Since I would assume \abstract{...} functions like \section{...}, that got me wondering. Is there any difference between these two options? In particular, is there any advantage or disadvantage of using one over the other?

  • It depends on the class. Some (most?) define abstract as environment, but I've seen some journal template defining it as macro with one argument.
    – campa
    Nov 12, 2019 at 8:03
  • 3
    every environment foo is implemented by defining \foo and \end{foo} so typically \abstract is like \begin{abstract} with no close, and not a good idea. Nov 12, 2019 at 8:08
  • @DavidCarlisle So basically, \abstract should be avoided?
    – Egor Hans
    Nov 12, 2019 at 8:12
  • 1
    Again it depends on the document class. As campa mentions some Journal require the abstract to be written as \abstract{...}, which then confuses users when they come to a class that use abstract as an environment (symptoms are wondering why their margins are so large).
    – daleif
    Nov 12, 2019 at 8:22
  • 1
    Some classes define \abstract to be used as a command with an argument, some as an environment (in which if you use the command form it will do the wrong thing)and some do not define it at all. By default it is not defined, and you have not said which class you are using..... Nov 12, 2019 at 8:56

1 Answer 1


Simplifying, \begin{foo} does four things:

  1. check that the environment foo (more exactly the macro \foo) exists;
  2. open a group (\begingroup);
  3. set the name of the current environment (\@currenvir) to foo;
  4. execute \foo (actually \csname foo\endcsname).

Similarly, \end{foo} does

  1. execute \endfoo (more exactly \csname endfoo\endcsname);
  2. check that the environment being closed is the same one which was opened before (by comparing foo with the previously saved \@currenvir);
  3. close the group (\endgroup).

The standard classes, the KoMa classes, and memoir all define abstract as environment. In this case, just calling \abstract{...} (I tested only with article) gives no errors but the result will be puzzling: with the article class the font size and the margins are reduced, and without \end{abstract} this extends to the following text. This happens because the steps 1 to 3 are skipped, in particular \begingroup; and since there is no \end{abstract} the group (which was never opened) won't be closed, and whatever font and/or margin and/or whatever changes \abstract does won't be limited to the abstract.
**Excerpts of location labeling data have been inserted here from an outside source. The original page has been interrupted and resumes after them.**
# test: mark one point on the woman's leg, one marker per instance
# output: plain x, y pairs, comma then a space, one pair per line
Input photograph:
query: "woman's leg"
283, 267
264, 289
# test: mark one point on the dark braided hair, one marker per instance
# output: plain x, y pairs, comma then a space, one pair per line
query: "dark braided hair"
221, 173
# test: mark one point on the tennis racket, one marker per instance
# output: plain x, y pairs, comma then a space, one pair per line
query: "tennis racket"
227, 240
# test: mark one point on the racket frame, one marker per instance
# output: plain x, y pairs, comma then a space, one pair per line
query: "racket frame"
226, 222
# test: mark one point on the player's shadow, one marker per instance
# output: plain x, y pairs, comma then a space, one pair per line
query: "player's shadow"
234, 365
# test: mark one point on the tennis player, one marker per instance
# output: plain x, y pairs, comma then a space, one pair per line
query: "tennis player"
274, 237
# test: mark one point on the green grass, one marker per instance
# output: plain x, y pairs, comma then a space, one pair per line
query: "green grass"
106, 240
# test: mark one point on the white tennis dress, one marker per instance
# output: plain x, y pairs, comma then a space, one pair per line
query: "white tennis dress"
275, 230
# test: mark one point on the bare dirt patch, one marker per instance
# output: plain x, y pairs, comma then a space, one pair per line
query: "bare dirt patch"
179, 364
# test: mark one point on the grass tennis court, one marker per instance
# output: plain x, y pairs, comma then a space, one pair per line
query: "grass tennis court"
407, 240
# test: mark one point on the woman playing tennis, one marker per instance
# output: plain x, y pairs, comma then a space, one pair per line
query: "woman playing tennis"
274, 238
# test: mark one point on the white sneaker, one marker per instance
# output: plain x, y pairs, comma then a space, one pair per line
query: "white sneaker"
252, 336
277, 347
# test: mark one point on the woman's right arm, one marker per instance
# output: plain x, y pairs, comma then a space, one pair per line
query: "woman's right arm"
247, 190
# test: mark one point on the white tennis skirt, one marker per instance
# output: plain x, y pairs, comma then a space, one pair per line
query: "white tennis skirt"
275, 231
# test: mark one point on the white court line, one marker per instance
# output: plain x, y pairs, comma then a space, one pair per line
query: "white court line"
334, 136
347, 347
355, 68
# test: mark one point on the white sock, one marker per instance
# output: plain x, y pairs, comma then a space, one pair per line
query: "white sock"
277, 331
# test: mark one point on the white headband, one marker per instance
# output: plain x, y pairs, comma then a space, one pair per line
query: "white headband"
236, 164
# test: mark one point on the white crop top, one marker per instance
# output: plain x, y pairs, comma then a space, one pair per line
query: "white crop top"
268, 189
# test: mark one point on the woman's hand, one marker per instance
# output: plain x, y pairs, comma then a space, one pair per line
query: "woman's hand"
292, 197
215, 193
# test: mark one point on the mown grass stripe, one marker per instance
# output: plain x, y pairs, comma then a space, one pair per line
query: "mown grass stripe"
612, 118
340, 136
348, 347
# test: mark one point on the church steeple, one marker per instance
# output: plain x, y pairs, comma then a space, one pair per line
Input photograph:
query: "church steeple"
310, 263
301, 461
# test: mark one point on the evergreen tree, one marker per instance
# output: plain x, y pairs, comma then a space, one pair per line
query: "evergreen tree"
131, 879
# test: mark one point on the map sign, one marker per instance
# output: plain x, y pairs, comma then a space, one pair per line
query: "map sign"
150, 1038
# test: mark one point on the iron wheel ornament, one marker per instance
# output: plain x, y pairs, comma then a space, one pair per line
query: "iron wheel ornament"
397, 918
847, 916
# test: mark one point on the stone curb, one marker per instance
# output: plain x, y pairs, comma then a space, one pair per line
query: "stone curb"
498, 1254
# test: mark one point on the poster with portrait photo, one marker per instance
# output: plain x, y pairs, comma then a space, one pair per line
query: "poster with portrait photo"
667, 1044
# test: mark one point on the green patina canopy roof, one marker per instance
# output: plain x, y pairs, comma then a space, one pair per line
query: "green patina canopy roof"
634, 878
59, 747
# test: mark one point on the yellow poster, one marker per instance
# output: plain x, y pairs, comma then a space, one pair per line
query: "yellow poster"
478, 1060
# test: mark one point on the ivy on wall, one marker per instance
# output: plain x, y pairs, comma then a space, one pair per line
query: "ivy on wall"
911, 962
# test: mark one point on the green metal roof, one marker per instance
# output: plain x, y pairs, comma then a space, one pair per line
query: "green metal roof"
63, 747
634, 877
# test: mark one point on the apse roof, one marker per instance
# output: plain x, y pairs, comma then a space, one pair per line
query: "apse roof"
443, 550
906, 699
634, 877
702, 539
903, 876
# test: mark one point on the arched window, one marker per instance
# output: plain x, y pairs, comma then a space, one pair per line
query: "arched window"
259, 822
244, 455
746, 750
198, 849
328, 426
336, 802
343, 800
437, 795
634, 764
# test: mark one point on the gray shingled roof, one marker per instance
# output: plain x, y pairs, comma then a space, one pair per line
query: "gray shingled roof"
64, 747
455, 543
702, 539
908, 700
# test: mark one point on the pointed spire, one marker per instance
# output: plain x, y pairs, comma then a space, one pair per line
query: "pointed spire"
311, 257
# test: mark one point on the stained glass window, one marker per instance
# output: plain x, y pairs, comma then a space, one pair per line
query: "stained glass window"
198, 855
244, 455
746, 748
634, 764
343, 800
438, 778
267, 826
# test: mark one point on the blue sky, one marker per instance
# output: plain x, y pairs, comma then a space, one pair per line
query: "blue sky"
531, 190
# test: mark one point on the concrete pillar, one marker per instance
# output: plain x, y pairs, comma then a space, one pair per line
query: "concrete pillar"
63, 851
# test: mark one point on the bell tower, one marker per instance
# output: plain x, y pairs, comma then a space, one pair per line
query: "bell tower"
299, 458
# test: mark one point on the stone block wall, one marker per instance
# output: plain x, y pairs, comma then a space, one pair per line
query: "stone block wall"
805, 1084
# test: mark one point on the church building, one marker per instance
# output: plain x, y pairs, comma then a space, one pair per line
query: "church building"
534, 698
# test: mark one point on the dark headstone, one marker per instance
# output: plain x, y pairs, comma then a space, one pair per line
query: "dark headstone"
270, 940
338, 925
There are classes (mostly journals, I guess; I can mention webofc.cls and PoS.cls, because I had to use them) which define \abstract as a macro taking one argument. Writing

Some text.

will often also produce no errors, but again the result won't be the intended output: only the letter S will be taken as argument of \abstract (whatever it does), the rest ("ome text.") will be typeset somehow, and \end{abstract} will probably raise no error, because even if \endabstract hasn't been defined, the construction \csname...\endcsname will expand to \relax.

So back to your question:

In particular, is there any advantage or disadvantage of using one over the other?

The bottom line is: it has nothing to do with advantage or disadvantage: You must use \begin{abstract}...\end{abstract} if the class defines the abstract as environment, and \abstract{...} if the class defines the abstract as macro.

  • 3
    This answers everything I could imagine needing in this or a similar context.